Key Clinical Updates in Cryoglobulinemia
Interferon-free direct-acting antiviral agents are preferred because of the excellent long-term response in clinical trials.
Cryoglobulinemia can be associated with an immune-complex mediated, small-vessel vasculitis. Chronic infection with hepatitis C is the most common underlying condition; cryoglobulinemic vasculitis also can occur with other chronic infections (such as subacute bacterial endocarditis, osteomyelitis, HIV, and hepatitis B), with connective tissue diseases (especially Sjögren syndrome), and with lymphoproliferative disorders. The cryoglobulins associated with vasculitis are cold-precipitable immune complexes consisting of rheumatoid factor and IgG (rheumatoid factor is an autoantibody to the constant region of IgG). The rheumatoid factor component can be monoclonal (type II cryoglobulins) or polyclonal (type III cryoglobulins). Type I cryoglobulins are cryoprecipitable monoclonal proteins that lack rheumatoid factor activity; these cause cold-induced hyperviscosity syndromes, not vasculitis, and are associated with B-cell lymphoproliferative diseases.
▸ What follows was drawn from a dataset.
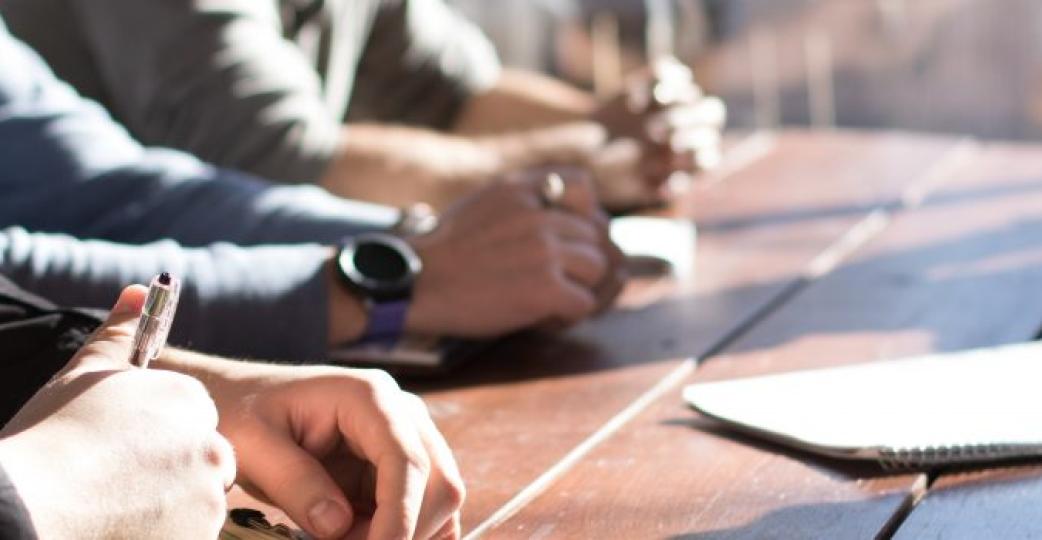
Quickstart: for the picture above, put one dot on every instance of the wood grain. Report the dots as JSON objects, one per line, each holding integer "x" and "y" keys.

Cryoglobulinemic vasculitis typically manifests as recurrent palpable purpura (predominantly on the lower extremities) and peripheral neuropathy. A proliferative glomerulonephritis may develop and can manifest as rapidly progressive glomerulonephritis. Abnormal liver biochemical tests, abdominal pain, digital gangrene, and pulmonary disease may also occur. The diagnosis is based on a compatible clinical picture and a positive serum test for cryoglobulins. The presence of a disproportionately low C4 level or rheumatoid factor or both can be diagnostic clues to the presence of cryoglobulinemia.
Antiviral regimens are first-line therapy for hepatitis C–associated cryoglobulinemic vasculitis that is neither life-nor organ-threatening. Interferon-free direct-acting antiviral agents are preferred because of the excellent long-term response in clinical trials. Patients with severe cryoglobulinemic vasculitis (eg, extensive digital gangrene, extensive neuropathy, and rapidly progressive glomerulonephritis) and hepatitis C should receive immunosuppressive therapy with corticosteroids and either rituximab or cyclophosphamide as well as antiviral treatment. Plasma exchange may provide additional benefit in selected cases. Relapse of vasculitis with cryoglobulinemia following clearing of hepatitis C infection has been reported in a small percentage of patients.